Rough-diamond buyers have been replenishing stocks ahead of the industry’s most important selling period that stretches from Thanksgiving to the Chinese New Year. Still, after purchasing almost nothing in the first half of the year, it’s not clear how much of that is being fuelled by end-consumer demand.
“Diamond stocks are incredibly low,” said Anish Aggarwal, a partner at specialist advisory firm Gemdax. “Less rough than demanded was sold by the miners, and more polished than expected was sold to retailers. Consumer appetite for jewelry’s been good, especially as they couldn’t spend on experiential items, like travel.”
The diamond industry’s engine room is dominated by small family-run businesses that cut, polish and trade the stones. They form the invisible link between African mines and jewelry stores in New York, London and Hong Kong. They buy diamonds 10 times a year from De Beers at prices the company sets.

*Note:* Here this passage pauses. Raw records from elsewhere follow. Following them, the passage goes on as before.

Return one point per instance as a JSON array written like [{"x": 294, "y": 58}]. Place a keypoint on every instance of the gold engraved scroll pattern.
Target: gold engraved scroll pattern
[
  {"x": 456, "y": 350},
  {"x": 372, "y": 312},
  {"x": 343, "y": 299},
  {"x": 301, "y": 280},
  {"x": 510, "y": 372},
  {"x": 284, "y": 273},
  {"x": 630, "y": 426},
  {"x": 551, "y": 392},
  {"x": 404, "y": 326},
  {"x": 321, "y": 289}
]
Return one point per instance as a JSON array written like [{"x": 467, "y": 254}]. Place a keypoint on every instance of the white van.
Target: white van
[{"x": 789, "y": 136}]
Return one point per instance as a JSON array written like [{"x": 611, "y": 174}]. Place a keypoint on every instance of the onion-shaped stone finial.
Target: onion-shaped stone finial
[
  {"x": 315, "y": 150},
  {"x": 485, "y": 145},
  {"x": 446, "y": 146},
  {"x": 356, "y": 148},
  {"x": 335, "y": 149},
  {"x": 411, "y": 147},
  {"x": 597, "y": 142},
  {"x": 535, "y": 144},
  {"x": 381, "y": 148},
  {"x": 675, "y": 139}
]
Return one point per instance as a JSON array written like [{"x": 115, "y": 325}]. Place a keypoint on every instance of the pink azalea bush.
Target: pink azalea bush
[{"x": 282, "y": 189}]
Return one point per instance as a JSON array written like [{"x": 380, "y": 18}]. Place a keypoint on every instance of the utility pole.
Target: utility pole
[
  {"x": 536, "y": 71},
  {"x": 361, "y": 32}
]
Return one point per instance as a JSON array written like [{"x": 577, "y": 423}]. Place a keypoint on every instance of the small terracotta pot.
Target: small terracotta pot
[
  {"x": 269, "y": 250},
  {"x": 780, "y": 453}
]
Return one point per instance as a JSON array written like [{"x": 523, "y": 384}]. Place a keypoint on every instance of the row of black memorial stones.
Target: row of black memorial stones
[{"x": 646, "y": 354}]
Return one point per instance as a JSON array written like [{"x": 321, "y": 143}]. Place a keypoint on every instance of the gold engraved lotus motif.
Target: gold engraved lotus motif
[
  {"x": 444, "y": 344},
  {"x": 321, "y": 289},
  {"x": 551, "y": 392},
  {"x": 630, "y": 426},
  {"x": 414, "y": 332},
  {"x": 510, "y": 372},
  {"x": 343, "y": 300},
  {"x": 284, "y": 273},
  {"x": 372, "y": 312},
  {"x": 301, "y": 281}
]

After holding out for much of the year, De Beers and Russian rival Alrosa PJSC cut prices in August, firing life back into the industry. De Beers will hope strong holiday sales allow it to continue unwinding its almost 10% price reduction early next year.
“We’ve seen destocking in both the midstream and the downstream. More so than any time I’m aware of and certainly the most since 2008,” Mark Cutifani, chief executive officer of De Beers parent Anglo American, said Friday. “I’m expecting prices to improve. I’m hoping we do a lot better.”
For the industry to sustain a recovery, market participants say the biggest miners must remain disciplined on how much they produce and sell after building up billions of dollars in stocks this year.
Last week, Anglo lowered its production forecasts for the next two years, signalling its intention to keep supply tight.
“We certainly are not going to be a contributor to oversupply,” Cutifani said. “We won’t push more production out there unless we’re comfortable prices are going to increase.”